Quite a few. A sampling:
-I long to see a return of mission-based spaceflight games. A new Elite, eh? Okay, so I'll plan a mercantile trip, carry it out and make a profit, then run into a pirate and blow them away. Takes twenty minutes, and that's really all the game has to offer. No thanks; I've been a truck driver. But toss me in a Broadsword and tell me to take our four Jalkehis in a minefield with no wingman? Send me in to cripple the main guns of a superjuggernaut before it jumps in and blows our flagship away? Force me to impress Imperial cadets by clearing a minefield in an unshielded craft? Hell yes!
-A worthy successor to Master of Orion 2. The high throne of grand space strategy lies empty.
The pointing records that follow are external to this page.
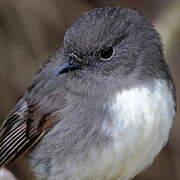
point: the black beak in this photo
(69, 66)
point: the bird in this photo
(101, 107)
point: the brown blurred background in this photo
(31, 30)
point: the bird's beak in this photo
(69, 66)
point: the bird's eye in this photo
(105, 54)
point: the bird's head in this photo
(113, 45)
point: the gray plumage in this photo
(61, 117)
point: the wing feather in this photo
(14, 139)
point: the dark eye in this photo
(105, 54)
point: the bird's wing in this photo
(21, 131)
(31, 117)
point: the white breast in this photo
(142, 122)
(142, 119)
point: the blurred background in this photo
(31, 30)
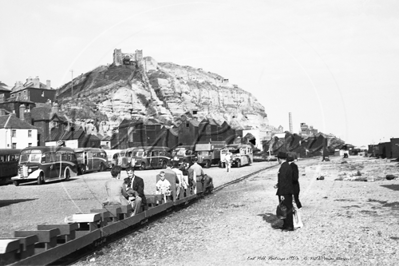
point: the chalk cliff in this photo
(145, 88)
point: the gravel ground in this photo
(26, 206)
(345, 223)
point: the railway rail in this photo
(66, 243)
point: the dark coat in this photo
(138, 185)
(295, 178)
(284, 181)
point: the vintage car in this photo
(46, 163)
(209, 153)
(241, 154)
(91, 159)
(183, 154)
(150, 157)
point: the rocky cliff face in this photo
(108, 94)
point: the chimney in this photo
(290, 122)
(54, 108)
(36, 83)
(22, 109)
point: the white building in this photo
(16, 134)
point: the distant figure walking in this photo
(295, 179)
(285, 189)
(227, 161)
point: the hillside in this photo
(108, 94)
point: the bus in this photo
(91, 159)
(8, 164)
(46, 163)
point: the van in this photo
(46, 163)
(149, 157)
(242, 154)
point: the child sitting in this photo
(163, 185)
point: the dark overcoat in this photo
(284, 181)
(295, 178)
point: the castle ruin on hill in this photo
(120, 58)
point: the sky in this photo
(332, 64)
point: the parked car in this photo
(91, 159)
(209, 153)
(270, 158)
(241, 154)
(150, 157)
(46, 163)
(183, 154)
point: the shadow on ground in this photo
(272, 219)
(393, 187)
(4, 203)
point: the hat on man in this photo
(291, 156)
(281, 155)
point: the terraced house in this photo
(16, 134)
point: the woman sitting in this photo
(163, 186)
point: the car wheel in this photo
(40, 179)
(82, 169)
(67, 175)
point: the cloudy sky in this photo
(332, 64)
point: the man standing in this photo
(295, 178)
(227, 160)
(285, 189)
(115, 188)
(197, 170)
(136, 185)
(170, 174)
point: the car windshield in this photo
(33, 156)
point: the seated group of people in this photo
(130, 191)
(186, 178)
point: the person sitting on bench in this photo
(116, 189)
(163, 186)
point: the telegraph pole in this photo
(72, 81)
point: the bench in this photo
(9, 249)
(27, 246)
(46, 238)
(67, 231)
(87, 222)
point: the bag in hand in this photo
(281, 211)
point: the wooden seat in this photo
(27, 246)
(67, 231)
(9, 249)
(87, 222)
(46, 238)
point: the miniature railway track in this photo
(99, 238)
(73, 258)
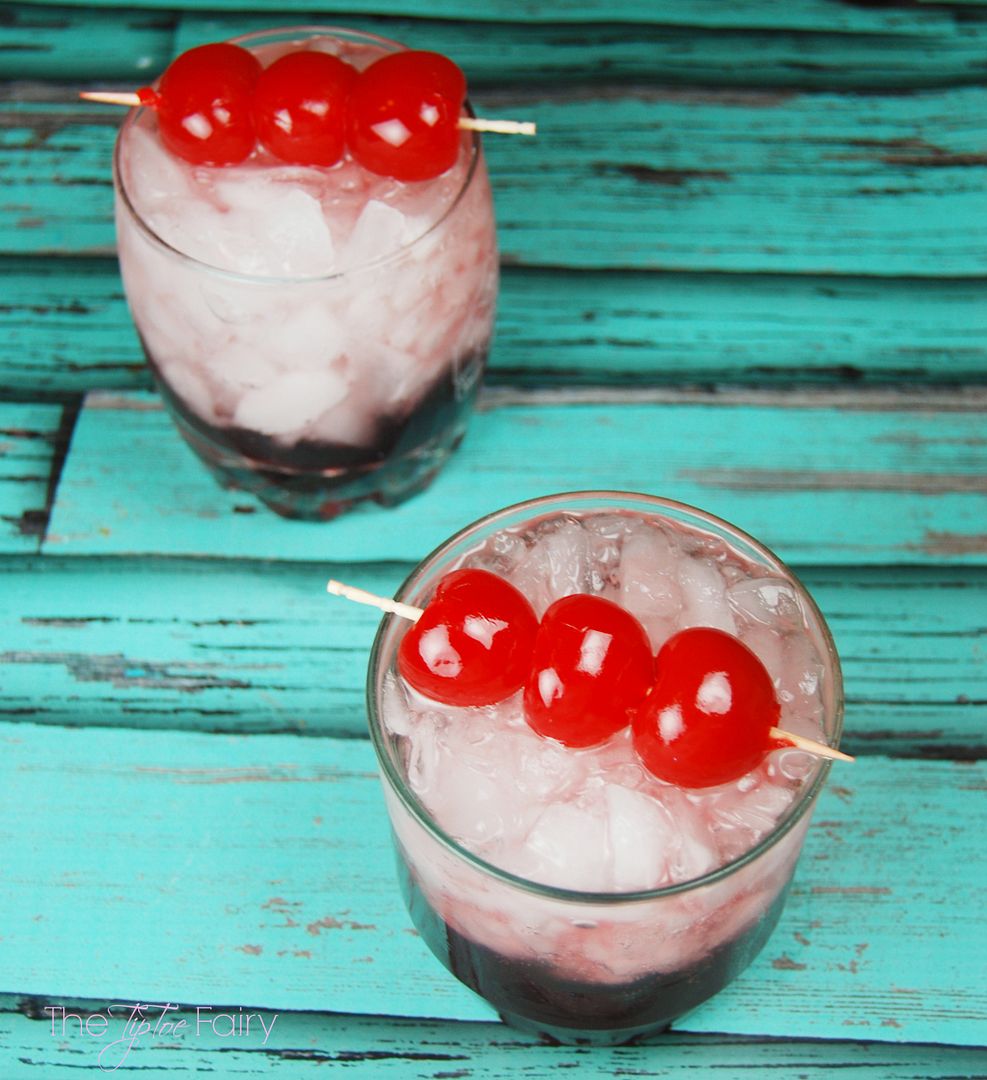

Sniveling pretenders like Galactic Civilizations and Endless Space, unworthy of licking the king's boots, are hailed as worthy contenders for it, but they know in their hearts that the Quicksilver madness that drove him from the palace in 2003 mightn't last forever.
-On the note of strategy, and one I wish I could say I was surprised to not see mentioned above: Emperor of the Fading Suns. The game wasn't properly finished, let alone polished, and was advertised poorly, sold lousily, and was quickly forgotten about. But its ambition and attempted breadth of scale was something I'd never seen before, and wouldn't see again until a heavily expansion-packed Crusader Kings 2. Picture Dune by way of Battletech having a baby with Betrayal at Krondor by way of Civilization.